Nested learning introduces a hierarchical training scheme that separates fast, immediate processing from slower, long‑term consolidation, mirroring the brain's fast‑slow circuits. By consolidating important patterns into a stable memory layer, the model retains previously learned knowledge while still integrating new data.
What neuroscience concepts inspired the design of nested learning for large‑language models?
The approach draws on the brain's fast‑slow circuit motif, where rapid neural activity handles present stimuli and slower circuits consolidate lasting memories through neuroplasticity. This analogy guides the separation of short‑term updates from long‑term knowledge storage in LLMs.
Why do widening the context window or periodic retraining only postpone information loss in current LLMs?
Current LLMs store information solely in the context window and static pre‑training weights, so expanding the window or retraining merely delays the inevitable overwrite of older knowledge.

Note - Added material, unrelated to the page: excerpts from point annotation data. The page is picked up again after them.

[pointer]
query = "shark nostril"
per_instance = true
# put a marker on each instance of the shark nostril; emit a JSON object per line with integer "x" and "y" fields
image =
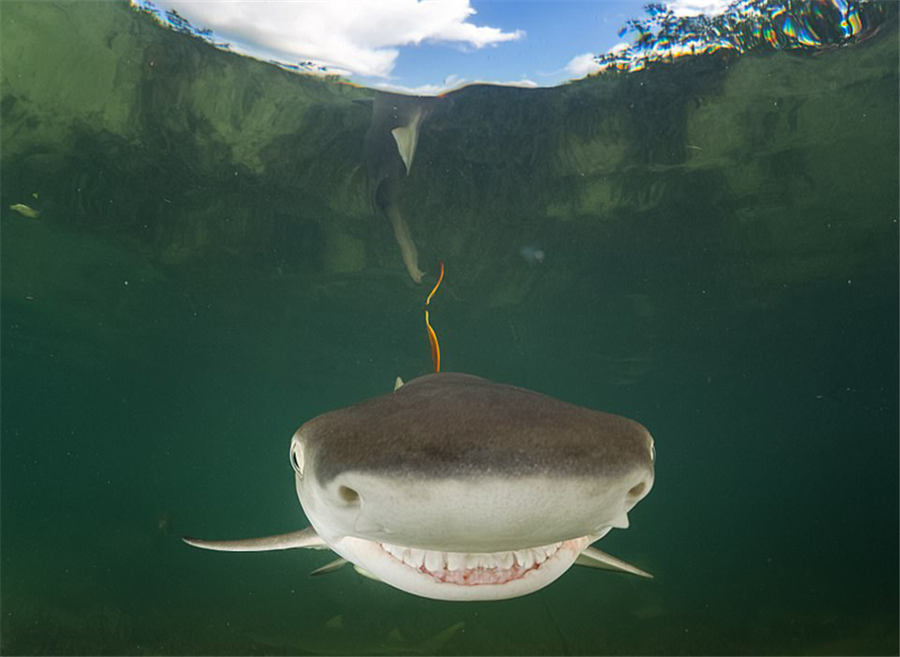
{"x": 638, "y": 489}
{"x": 348, "y": 495}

Without a dedicated long‑term memory mechanism, these tactics cannot fundamentally stop catastrophic forgetting.
What evidence does the NeurIPS 2025 paper provide about the effectiveness of nested learning?
The NeurIPS 2025 paper reports that models using nested learning maintain higher performance on previously learned tasks after successive updates, compared to baseline LLMs that suffer noticeable degradation. These results suggest that the fast‑slow consolidation strategy successfully mitigates forgetting.